I love the world of fashion. I’m very very fashionable, exceedingly stylish and so beautiful I’m often mistaken for Cara Delevine when I’m in McDonalds. And although fashions change every season, every year, all the time, I adopt the ‘stopped watch’ approach to what’s trendy. In that a stopped watch tells the right time twice a day, so I wear Levis and t-shirts and every decade or so I’m bang-on with the trend. The rest of the time, quite frankly, I don’t give a shit. Ok, I could go out and buy a bright yellow 3-piece suit with short trousers and the waistcoat in puce, and be totally fucking Shoreditch, with accompanying fluorescent green Doc Marten high-tops and a Pharrell Williams 10-gallon hat but it will be out of fashion by next weekend by which time Mel will have left me on the grounds that “you look like a total tosser and actually cause my stomach to turn”. And who could blame her? Plus we’d be about 3 grand poorer for the effort. High fashion ain’t cheap. Which is probably the main reason I never, ever, voluntarily enter a shopping centre without great duress.

But its London fashion week, so make a bleedin’ effort, will ya? And I know this because when I walk past Somerset House on the Strand on my way home the pavement is even more crowded than usual. Vans and lorries are blocking up the traffic as they are unloaded, not by burly Scotsmen in boiler suits (how 1970s is that???), but by effeminate and androgynous creatures in Stella McCartney, mincing their way under the weight of big boxes of stuff. And although the street is insanely packed with bodies, its not actually hard to get past. I don’t say that in a Lawrence Dellaglio kind of, shoulder barge, head down, press on kind of way, but you just glide through. Because a street full of apparent anorexics simply doesn’t occupy the same volume of space as a street full of normal people. And I don’t know if this crew of 6 foot 2 girls with 13-inch waists all taking photos of each other on smart phones (before they disappear altogether, perhaps) are models, design students, trainee lampposts or what, but they are quite gorgeous. But so painfully skinny, all of them, that, and I say this with no degree of sexism or objectification, they don’t have a pair of tits between the lot of ’em.

Yet in a way I love fashion, skinny birds aside. Because although the ‘new midi length skirt’ will not stop ISIS, and Putin is still Putin however ridiculously he may choose to dress, clothes are a celebration of the most superficial layer of all of us (ok, naturists aside).
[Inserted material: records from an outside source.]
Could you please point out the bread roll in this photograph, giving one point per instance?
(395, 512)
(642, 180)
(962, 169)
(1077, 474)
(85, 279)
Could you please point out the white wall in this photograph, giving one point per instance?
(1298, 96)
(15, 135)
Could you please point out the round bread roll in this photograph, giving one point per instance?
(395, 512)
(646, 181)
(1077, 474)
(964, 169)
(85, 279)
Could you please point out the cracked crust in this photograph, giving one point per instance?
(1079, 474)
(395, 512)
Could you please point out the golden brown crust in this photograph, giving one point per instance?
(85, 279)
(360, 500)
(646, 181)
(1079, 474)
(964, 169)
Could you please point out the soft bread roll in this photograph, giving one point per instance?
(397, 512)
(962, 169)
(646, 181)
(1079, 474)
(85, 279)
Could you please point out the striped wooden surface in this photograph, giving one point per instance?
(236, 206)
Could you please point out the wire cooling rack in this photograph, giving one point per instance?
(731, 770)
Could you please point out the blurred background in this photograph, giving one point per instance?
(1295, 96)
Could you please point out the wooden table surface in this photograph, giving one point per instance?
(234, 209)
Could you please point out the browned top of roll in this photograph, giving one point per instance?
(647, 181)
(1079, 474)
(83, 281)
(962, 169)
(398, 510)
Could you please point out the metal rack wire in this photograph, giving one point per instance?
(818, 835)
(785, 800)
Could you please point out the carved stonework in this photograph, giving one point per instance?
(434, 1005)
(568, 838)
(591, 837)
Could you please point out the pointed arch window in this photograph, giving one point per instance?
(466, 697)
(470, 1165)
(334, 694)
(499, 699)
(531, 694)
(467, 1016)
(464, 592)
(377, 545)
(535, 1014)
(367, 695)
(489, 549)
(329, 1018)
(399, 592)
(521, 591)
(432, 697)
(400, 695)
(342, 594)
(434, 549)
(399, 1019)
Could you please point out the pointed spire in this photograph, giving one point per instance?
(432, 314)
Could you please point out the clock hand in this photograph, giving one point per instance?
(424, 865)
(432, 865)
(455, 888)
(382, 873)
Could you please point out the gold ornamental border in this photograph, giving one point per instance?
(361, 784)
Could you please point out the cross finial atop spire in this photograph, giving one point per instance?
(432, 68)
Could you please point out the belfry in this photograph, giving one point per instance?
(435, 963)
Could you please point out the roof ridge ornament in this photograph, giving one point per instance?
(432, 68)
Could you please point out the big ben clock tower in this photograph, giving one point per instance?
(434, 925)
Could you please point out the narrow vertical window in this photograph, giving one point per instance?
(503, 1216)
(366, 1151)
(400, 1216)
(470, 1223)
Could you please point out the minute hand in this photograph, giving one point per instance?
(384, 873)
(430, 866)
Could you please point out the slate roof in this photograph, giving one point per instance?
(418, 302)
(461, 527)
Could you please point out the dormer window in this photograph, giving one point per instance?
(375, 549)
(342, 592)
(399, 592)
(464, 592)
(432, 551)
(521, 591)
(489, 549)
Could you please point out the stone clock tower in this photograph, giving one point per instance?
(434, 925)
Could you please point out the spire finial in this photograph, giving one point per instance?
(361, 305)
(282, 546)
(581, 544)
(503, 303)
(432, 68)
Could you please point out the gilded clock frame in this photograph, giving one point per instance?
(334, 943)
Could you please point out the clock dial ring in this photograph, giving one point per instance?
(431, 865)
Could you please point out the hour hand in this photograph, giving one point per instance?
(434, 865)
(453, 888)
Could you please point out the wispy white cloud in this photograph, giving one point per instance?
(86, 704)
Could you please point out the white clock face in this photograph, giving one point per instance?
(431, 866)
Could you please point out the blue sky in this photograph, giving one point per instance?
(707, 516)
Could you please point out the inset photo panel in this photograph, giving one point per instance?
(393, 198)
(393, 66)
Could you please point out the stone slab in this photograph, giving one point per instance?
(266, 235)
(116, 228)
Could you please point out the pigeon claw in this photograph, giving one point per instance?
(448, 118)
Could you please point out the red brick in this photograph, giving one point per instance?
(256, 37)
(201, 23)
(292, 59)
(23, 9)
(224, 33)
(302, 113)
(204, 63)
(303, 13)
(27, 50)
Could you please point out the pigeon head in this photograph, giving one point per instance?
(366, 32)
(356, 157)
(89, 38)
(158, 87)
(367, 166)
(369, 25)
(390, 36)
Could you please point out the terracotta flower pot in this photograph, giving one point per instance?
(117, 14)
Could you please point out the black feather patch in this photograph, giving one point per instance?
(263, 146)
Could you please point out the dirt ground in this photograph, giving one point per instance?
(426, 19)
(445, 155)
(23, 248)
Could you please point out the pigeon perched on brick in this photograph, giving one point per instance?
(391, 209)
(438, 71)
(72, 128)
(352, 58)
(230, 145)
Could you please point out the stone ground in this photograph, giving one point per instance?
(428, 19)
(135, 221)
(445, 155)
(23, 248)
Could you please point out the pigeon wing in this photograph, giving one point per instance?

They are your costume, your disguise, your elected role for the day. You wouldn’t wear jeans to visit the Queen (well, I might, but you wouldn’t) and you wouldn’t wear a tuxedo to play football, even if you could well afford it on 200k a week wages. And in a world beset by major problems, we need the ridiculous, we need the stupid, we need to irrelevantly superficial and pointless just as a counterpoint to all the dross that we’d otherwise drown in.